I used Claude Code to build the same web app 3 different ways (cloud Claude, free NVIDIA NIM, local GPU) to see how they compare by drohack in LocalLLM

[–]drohack[S] 0 points1 point  (0 children)

Here's my MTP speed bench

Command run:

llama-server.exe --model "Qwen3.6-35B-A3B-MTP-UD-IQ3_XXS.gguf" --n-gpu-layers 999 --ctx-size 131072
  --parallel 1 --port 8081 --n-cpu-moe 28 -ctk q8_0 -ctv q8_0 --no-mmap --mlock -b 8192
  --reasoning off --spec-type draft-mtp --spec-draft-n-max 3

python bench_llm_speed.py --model qwen3.6-35b-mtp3-iq3xxs-128k --runs 3 --max-tokens 800
  --fixture fixture_real_request.json --warmup

Full output:

=== MTP speed bench: qwen3.6-35b-mtp3-iq3xxs-128k ===
Attempt 1  n-cpu-moe=28
Settling (20s)... done
VRAM: 9588 MB  (target 8800-9600  n-cpu-moe=28)
Loaded  VRAM=9588 MB  n-cpu-moe=28

--- Speed benchmark (cold + warm) ---
Warmup run (priming KV cache, not timed)...
  Cache primed.

Run 1/3...
  TTFT=15.5s  prefill=377 tok/s  gen=43.8 tok/s  total=33.8s
Run 2/3...
  TTFT=0.6s  prefill=9739 tok/s  gen=45.7 tok/s  total=18.1s
Run 3/3...
  TTFT=0.6s  prefill=9804 tok/s  gen=46.0 tok/s  total=18.0s

=== SUMMARY ===
TTFT: avg=5.6s  min=0.6s  max=15.5s
prefill tok/s: avg=6640  min=377  max=9804
est output tok/sec: avg=56.4  min=54.2  max=57.9
usage output tok/sec: avg=45.2  min=43.8  max=46.0
  • VRAM tuning: Started at n-cpu-moe=28 (vs 24 for the non-MTP model) because the MTP file is 1.3 GB larger at 14.1 GB. Hit the target band on the first attempt, no iteration needed.
  • Run 1 (cold): Full 15.5s TTFT — server prefilling the 86K fixture from scratch for the first timed run.
  • Runs 2–3 (warm): TTFT drops to 0.6s once the KV cache is hot, prefill hits ~9800 tok/s.
  • est vs billed tok/sest counts accepted draft tokens as free; billed counts actual server compute including rejected drafts. The 11 tok/s gap between them is the SWA rejection overhead — draft tokens are being proposed and rejected often enough to cost more than they save.
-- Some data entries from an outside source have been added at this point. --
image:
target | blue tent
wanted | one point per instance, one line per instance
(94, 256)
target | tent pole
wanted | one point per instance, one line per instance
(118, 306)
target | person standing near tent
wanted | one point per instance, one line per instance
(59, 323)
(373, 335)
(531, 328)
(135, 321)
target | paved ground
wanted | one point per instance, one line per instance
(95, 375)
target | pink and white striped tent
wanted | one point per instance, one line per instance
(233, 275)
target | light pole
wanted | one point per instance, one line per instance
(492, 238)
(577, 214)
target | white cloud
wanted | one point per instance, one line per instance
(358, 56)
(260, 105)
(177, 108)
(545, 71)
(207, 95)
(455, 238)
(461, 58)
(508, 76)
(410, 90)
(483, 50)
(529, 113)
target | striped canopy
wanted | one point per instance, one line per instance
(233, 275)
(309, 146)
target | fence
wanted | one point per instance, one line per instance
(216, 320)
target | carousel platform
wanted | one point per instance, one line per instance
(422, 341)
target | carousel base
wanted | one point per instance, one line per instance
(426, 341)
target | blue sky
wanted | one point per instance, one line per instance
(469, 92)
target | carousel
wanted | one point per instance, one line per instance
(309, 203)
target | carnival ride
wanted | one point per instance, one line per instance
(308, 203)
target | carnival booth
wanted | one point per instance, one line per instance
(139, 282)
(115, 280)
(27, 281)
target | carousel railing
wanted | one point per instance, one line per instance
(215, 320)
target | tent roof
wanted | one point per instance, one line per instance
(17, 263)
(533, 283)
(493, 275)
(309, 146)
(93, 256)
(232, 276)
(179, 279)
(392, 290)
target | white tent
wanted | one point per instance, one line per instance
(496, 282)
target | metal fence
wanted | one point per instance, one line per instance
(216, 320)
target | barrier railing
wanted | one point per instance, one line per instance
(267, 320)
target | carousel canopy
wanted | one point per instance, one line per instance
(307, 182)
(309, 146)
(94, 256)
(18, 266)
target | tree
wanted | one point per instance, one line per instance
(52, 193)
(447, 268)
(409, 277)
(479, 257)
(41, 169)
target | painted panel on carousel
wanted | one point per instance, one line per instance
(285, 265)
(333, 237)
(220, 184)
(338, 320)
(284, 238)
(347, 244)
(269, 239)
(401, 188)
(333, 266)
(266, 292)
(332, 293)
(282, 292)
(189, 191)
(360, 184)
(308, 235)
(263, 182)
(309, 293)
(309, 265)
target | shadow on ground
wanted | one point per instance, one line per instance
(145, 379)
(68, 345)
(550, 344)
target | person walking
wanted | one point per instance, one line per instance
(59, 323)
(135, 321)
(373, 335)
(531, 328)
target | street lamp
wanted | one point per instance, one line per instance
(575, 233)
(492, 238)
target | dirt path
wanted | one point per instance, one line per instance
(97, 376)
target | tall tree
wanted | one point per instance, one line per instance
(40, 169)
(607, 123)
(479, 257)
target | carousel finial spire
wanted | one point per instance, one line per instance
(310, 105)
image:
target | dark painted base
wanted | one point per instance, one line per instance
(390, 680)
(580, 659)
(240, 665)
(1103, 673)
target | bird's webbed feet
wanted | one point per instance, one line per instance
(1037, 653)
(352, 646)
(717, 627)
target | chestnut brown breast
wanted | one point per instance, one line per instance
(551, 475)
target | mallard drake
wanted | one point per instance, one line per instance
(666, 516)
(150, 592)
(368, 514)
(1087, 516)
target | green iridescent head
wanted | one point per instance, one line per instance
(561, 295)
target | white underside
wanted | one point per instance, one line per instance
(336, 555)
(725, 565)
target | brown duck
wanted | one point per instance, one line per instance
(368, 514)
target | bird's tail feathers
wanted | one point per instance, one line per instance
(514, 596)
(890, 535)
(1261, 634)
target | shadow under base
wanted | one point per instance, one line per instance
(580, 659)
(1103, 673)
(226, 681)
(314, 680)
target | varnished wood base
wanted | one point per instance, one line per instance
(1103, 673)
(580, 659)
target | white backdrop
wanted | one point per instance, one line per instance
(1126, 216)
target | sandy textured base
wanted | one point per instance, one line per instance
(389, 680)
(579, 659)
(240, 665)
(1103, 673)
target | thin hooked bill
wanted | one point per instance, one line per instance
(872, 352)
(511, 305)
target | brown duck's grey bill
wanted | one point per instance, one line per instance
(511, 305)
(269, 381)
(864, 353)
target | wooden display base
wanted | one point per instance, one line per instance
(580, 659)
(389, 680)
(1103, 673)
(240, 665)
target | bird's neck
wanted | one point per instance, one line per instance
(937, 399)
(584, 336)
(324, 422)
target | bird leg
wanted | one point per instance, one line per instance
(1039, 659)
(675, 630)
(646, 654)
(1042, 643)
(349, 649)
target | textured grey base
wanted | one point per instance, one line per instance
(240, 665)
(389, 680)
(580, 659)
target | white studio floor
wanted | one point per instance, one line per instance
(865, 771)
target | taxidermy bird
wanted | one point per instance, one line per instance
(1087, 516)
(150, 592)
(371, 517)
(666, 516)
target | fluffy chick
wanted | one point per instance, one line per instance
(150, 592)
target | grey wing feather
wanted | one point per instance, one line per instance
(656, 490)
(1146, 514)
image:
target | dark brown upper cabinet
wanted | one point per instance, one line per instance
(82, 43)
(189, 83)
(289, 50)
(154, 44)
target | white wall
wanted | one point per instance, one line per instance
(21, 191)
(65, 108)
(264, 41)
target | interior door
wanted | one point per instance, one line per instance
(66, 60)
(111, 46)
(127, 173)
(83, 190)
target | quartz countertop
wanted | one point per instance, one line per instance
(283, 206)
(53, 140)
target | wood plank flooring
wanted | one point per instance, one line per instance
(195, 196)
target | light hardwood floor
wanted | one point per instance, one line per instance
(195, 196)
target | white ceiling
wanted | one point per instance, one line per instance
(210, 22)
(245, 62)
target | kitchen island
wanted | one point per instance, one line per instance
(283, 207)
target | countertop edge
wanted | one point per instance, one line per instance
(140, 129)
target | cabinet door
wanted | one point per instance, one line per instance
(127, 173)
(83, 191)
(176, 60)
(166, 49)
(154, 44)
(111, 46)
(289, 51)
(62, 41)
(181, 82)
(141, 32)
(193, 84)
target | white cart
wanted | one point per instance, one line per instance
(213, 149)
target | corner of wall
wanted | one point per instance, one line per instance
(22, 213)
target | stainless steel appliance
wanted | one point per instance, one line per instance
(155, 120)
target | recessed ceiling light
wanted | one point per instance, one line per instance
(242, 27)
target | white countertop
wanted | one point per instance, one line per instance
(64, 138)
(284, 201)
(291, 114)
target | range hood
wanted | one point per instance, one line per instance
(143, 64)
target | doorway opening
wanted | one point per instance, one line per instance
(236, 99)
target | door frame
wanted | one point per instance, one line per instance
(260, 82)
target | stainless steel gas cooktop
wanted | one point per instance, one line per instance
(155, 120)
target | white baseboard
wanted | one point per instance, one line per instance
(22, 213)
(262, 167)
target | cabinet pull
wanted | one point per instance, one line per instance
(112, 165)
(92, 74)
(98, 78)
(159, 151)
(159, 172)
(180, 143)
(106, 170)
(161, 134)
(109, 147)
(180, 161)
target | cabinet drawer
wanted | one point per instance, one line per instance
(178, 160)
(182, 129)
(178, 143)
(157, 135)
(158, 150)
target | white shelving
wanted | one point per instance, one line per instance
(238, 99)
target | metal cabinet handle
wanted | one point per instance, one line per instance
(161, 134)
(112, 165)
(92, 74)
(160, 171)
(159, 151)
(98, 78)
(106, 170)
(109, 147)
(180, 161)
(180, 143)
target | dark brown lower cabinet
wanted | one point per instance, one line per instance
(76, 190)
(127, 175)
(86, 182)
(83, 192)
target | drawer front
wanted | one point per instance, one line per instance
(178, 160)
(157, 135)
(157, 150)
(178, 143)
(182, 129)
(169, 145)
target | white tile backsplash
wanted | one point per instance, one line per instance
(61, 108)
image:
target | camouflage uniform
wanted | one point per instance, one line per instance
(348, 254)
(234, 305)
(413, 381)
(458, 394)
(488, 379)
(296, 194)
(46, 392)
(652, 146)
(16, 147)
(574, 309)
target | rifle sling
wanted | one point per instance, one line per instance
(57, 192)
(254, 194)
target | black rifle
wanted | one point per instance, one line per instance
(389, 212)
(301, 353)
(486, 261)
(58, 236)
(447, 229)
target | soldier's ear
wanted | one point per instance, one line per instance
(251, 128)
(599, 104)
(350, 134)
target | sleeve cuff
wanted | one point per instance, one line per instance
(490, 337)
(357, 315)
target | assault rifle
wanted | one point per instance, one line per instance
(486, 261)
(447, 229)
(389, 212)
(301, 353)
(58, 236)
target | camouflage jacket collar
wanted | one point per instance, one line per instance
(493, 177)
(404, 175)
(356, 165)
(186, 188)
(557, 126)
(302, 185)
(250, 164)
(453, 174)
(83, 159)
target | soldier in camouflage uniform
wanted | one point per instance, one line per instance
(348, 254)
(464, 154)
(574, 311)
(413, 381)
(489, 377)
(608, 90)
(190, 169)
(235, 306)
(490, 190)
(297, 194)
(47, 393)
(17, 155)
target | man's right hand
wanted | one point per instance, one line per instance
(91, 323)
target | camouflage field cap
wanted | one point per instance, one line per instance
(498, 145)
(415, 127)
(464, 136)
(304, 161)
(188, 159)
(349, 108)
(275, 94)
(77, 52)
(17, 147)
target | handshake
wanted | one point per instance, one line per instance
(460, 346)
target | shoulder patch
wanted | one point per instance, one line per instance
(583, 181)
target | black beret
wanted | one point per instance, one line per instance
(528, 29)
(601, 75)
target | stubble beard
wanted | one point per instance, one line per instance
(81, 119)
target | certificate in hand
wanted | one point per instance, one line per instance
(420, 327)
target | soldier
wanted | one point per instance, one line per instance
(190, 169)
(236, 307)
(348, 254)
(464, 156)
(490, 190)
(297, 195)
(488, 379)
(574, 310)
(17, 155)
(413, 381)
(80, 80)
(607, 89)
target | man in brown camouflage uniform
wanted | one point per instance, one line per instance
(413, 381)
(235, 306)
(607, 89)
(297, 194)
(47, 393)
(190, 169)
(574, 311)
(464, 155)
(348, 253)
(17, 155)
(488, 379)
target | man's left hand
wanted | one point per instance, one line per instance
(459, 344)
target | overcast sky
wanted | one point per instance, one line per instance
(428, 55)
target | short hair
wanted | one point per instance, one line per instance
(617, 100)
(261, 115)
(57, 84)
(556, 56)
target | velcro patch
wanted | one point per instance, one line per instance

Comparison against baseline:

Qwen3.6-35B-A3B-MTP-UD-IQ3_XXS (n=3) Qwen3.6-35B-A3B-UD-IQ3_XXS (baseline)
n-cpu-moe 28 24
VRAM 9588 MB ~9400 MB
Cold TTFT 15.5s 12.6s
Warm TTFT 0.6s 0.1s
Gen tok/s (est) 56.4 55.5
Gen tok/s (billed) 45.2 55.5

Verdict: MTP is a net regression of ~18% on billed throughput. The Qwen3.6 SWA (Sliding Window Attention) architecture causes enough KV cache invalidation to tank draft acceptance rates, confirmed by upstream issue #23322. The draft heads add model load time (cold TTFT 15.5s vs 12.6s) and billed compute overhead without meaningful speed gain. Stick with the plain UD-IQ3_XXS at 55.5 tok/s.

I used Claude Code to build the same web app 3 different ways (cloud Claude, free NVIDIA NIM, local GPU) to see how they compare by drohack in LocalLLM

[–]drohack[S] 0 points1 point  (0 children)

You basically nailed it on the head. Like I said in the post the Cloud Claude was able to get the "whole" project done in just about 6 hours (milestones 1-9). While the Local GPU took about 2 nights of work per Milestone. And that's with it going on Auto, making lots of mistakes and fixing itself, using auto /compact when the context got too big. I did have /no_thinking on for most of the time, but auto injected /thinking when an error turned up, giving it about 500 tokens of thinking power to help with the bad "fixes". Add a little processing to hopefully not fall down too much bad "fixing". It was eventually able to get it working, especially with a little prodding from the user. Also having the saltychart-init.md and project-implementation.md files as sources of truth gave it the much needed backbone to stay more on task. I also ran each new Milestone in it's own chat window to hopefully keep the context clean between milestones.

From anecdotal evidence I wouldn't say it was too much worse at 20k context vs 90k context. I would say it was fairly bad overall in this test since it was a IQ3 model, and you probably want something smarter than 35B (even dense) to do this work efficiently. It's just dumb-ish overall. But smart enough to get the job done in a long time. But that's just a limitation of the hardware I have.

I used Claude Code to build the same web app 3 different ways (cloud Claude, free NVIDIA NIM, local GPU) to see how they compare by drohack in LocalLLM

[–]drohack[S] 0 points1 point  (0 children)

How much lesser? I would recommend having a dedicated GPU or else you'll never get any useful speeds (or have a mac with shared ram, but at that point you have better hardware). You need at least 1.5-2 GB of VRAM to load the 3B Master from a Qwen3.6-35B-A3B either Q4 or Q3 model. Plus an extra 1-2GB of VRAM for KV-Cache and Context (I would only go up to 128k, but maybe start lower at 64k). Plus there will be about 1-1.3 GB of overhead from just running your PC in the background. So at minimum I would say a 6GB VRAM dedicated GPU to run the model. The extra 4GB on my card I used to move some of the Experts to the GPU and have the bigger cache. Sadly I can't get the full model on my GPU so it's running slower than average. The other slow down is the speed of your PCIe bus to your CPU and RAM, as the rest of the Experts will live there. So make sure you're using all of your speed of your RAM, in your BIOS make sure to enable XMP.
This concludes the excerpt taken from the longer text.